Scheduled for Thursday, August 17, 2006 10:15 AM-10:30 AM: Session 1 (Regency East #1) Oral Presentation

The Effect of Habitat Fragmentation on Golden-Headed Lion Tamarin Presence in Southern Bahia, Brazil

B. E. Raboy1,2, N. A. Saraiva1, N. Cardoso2, L. G. Neves2, G. R. Santos2, J. Ballou1 and P. Leimgruber1
1Smithsonian National Zoological Park, Department of Conservation Biology, 3001 Connecticut Ave NW, Washington, DC 20008, USA, 2Instituto de Estudos Socioambientais no Sul da Bahia
     The development of effective conservation strategies for endangered golden-headed lion tamarins (Leontopithecus chrysomelas; GHLTs) relies on understanding the spatial distribution of forest fragments, their degree of connectivity, and the presence of GHLTs within these fragments. An understanding of population trends and the threats to GHLTs associated with different environments is also important. We used Geographic Information Systems to characterize the landscape structure of the remaining fragmented forests of Southern Bahia, Brazil.
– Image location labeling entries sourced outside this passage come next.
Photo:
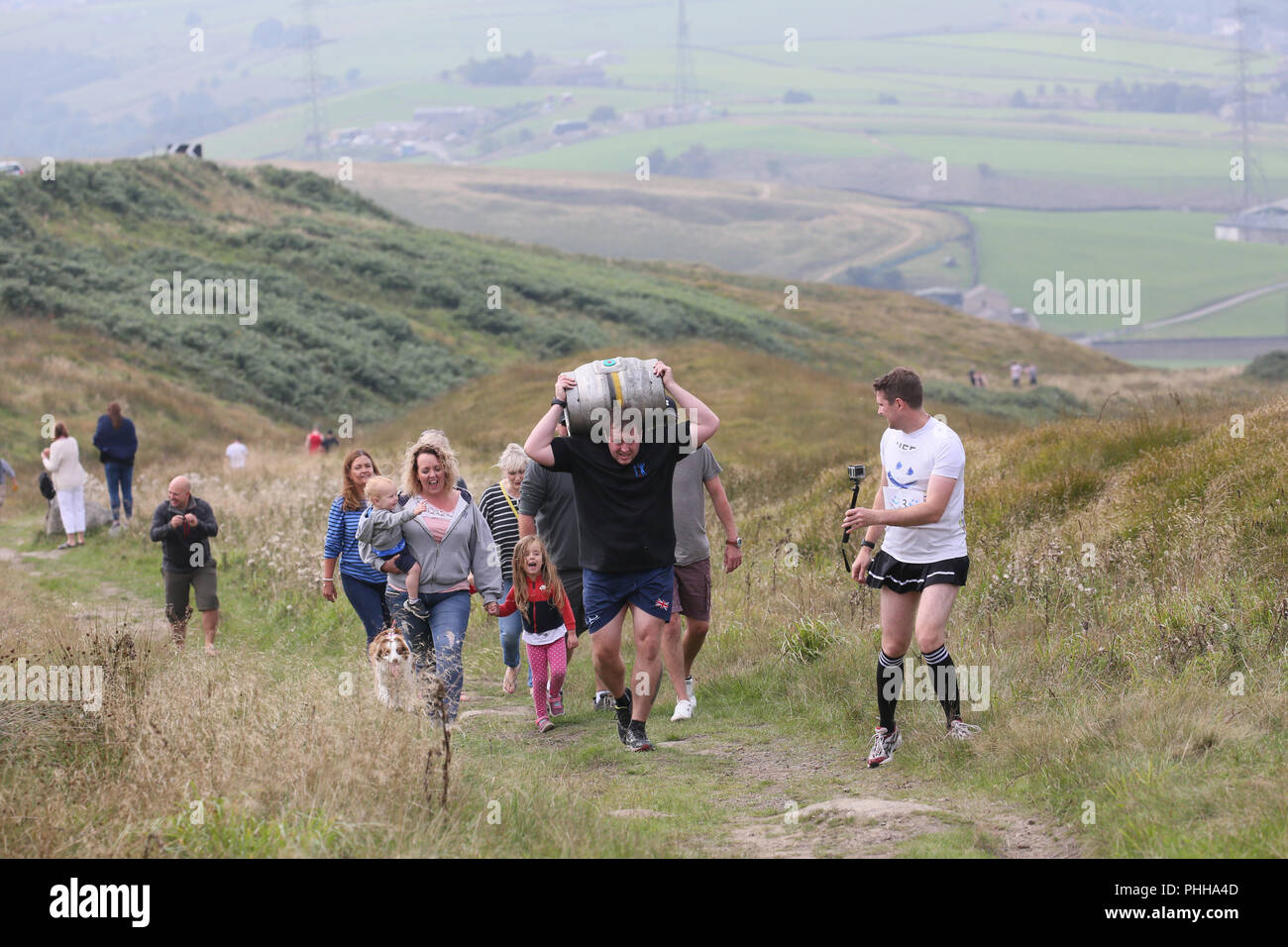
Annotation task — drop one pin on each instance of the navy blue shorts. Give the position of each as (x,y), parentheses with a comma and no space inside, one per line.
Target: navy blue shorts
(605,592)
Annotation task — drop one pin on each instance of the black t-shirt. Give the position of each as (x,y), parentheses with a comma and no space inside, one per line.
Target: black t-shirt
(623,510)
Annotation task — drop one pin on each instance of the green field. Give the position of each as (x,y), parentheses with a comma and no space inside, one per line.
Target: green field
(1175,257)
(1265,315)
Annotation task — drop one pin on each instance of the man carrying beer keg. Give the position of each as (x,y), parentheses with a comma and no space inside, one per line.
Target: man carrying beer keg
(627,536)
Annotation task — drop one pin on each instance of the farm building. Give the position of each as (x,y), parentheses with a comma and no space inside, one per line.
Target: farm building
(1263,224)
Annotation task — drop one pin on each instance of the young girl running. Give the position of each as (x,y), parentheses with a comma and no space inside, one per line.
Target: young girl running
(548,620)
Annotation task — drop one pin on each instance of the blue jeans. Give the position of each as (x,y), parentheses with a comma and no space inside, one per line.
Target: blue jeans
(120,478)
(437,644)
(369,602)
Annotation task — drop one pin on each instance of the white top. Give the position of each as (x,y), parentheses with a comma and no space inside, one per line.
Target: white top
(910,460)
(63,464)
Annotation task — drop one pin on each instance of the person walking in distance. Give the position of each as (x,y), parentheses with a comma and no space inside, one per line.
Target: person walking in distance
(692,595)
(117,444)
(627,538)
(184,525)
(548,508)
(918,509)
(236,454)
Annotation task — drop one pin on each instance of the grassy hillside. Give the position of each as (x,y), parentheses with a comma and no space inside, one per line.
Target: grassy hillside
(1111,682)
(361,312)
(794,232)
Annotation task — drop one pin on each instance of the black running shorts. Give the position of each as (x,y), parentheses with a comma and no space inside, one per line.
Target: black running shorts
(888,573)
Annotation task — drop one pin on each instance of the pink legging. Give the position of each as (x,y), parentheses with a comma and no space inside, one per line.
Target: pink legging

Using logistic regression, we tested the hypothesis that GHLT presence is related to fragment size and shape, habitat, amount of core area, climate, and proximity to neighboring fragments. To measure GHLT presence, we conducted surveys across the species range, interviewing people regarding the presence of GHLTs in 70 study fragments. Survey results indicated a potential reduction of 15% of the range in the last 13 years, in an area with extensive cattle ranching and extremely small, isolated fragments. Fragments in this region averaged approximately 142 ha (SD = 145.6). Fragment size across the range strongly predicted GHLT presence, with larger fragments more likely to contain GHLTs (p < 0.001). Core area, habitat type, climate and distance to nearest neighbors were not related to GHLT presence. Our study highlights the importance of preserving larger forest tracts, and emphasizes the speed at which local extinction can occur for arboreal species resulting from severe forest fragmentation.